Like VanDerveer, Gottlieb is happy in her current job. But she could imagine running an NBA team someday. Both she and VanDerveer have spent time with NBA coaches, picking their brains, learning, sharing ideas.


“Coaching is teaching,” VanDerveer said.


But changing perceptions is part of the challenge. Like seeing a woman make a serious run for president or the wide acceptance of same-sex marriage, things that seemed unlikely not long ago, are now the norm. Perhaps women coaching men will fall into that category in the future.


Opening doors
“It broadens the image of what a coach looks like and that’s a very positive development,” said Cooper. “It opens up more doors, brings in more people.”


And what’s newsworthy today, may not make headlines in the future.


“This is very exciting, but what would be truly significant is when it’s no longer newsworthy when someone qualified is hired to do a job,” Trask said.


Trask, VanDerveer and Gottlieb agree that eliminating 50 percent of the candidate pool right off the bat is a foolish management strategy. Just as alienating 50 percent of the population is a poor business model.


“I think the sporting world in general has been having a broader conversation about gender, about how to be more inclusive organizations,” Cooper said. “The conversation about how to treat women is happening, and these developments are another part of that.”


The Summer of 2015 is definitely a time of change. What the future holds remains to be seen.
“We can’t necessarily identify ahead of time when trends will happen,” Gottlieb said. “But when you watch it happening, it’s exciting and uplifting.”

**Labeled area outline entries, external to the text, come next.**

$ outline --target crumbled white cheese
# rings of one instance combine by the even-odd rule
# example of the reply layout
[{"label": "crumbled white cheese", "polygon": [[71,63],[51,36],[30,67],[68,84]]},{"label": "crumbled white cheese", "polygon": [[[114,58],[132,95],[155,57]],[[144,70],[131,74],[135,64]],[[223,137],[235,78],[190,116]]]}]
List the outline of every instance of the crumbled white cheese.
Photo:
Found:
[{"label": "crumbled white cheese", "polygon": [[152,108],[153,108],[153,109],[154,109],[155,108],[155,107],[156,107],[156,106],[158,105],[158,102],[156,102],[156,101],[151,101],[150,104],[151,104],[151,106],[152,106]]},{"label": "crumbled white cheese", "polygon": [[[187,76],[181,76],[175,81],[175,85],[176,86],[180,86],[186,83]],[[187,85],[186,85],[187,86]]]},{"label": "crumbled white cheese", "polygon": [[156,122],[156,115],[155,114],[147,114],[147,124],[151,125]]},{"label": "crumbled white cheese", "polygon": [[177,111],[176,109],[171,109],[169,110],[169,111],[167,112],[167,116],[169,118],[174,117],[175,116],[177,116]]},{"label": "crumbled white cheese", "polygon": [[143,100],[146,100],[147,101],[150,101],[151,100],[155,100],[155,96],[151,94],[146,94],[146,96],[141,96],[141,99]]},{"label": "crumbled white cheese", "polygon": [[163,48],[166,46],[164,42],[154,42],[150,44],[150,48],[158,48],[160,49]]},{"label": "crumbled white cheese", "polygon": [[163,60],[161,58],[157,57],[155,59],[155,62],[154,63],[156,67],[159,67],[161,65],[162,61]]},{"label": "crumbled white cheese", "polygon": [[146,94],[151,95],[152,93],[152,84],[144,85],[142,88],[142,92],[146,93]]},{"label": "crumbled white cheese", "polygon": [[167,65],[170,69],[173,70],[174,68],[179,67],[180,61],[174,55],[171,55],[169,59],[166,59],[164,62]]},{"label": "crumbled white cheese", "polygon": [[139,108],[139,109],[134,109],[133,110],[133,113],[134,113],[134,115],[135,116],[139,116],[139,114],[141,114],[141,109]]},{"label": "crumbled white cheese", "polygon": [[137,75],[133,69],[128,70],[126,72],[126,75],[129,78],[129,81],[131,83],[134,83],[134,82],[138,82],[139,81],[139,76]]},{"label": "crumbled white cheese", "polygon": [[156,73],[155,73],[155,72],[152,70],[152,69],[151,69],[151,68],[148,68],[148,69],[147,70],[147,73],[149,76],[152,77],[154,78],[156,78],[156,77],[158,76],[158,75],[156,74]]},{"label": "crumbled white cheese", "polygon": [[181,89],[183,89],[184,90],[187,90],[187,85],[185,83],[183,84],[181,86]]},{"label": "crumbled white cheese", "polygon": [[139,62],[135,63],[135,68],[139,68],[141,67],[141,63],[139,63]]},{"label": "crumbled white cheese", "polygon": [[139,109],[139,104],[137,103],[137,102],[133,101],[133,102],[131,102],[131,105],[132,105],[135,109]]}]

Ann Killion is a San Francisco Chronicle columnist. E-mail: akillion@sfchronicle.com Twitter: @annkillion


First ladies
Teams in the NFL and NBA have taken a step toward diversifying their coaching ranks with the hiring of women.


Becky Hammon
San Antonio Spurs assistant
Background: As a guard at Colorado State, set school scoring records while earning All-America status. Played 16 seasons in WNBA and ranks seventh in league history with 5,841 points.


Nancy Lieberman
Sacramento Kings assistant
Background: The basketball Hall of Famer, a three-time All-American at Old Dominion, played professionally in the short-lived Women’s ABA as well as in two men’s minor leagues. At age 39, she played in the WNBA. She has coached the Mavericks’ Development League affiliate and worked as an analyst for Thunder pre- and postgame shows.


Jen Welter
Arizona Cardinals assistant coaching intern
Background: Was a linebacker for 14 seasons, primarily for the Women’s Football Alliance’s Dallas Diamonds, whom she helped win four championships. In February, she was hired to coach linebackers and special teams with the Texas Revolution, a men’s team in the Champions Indoor Football league.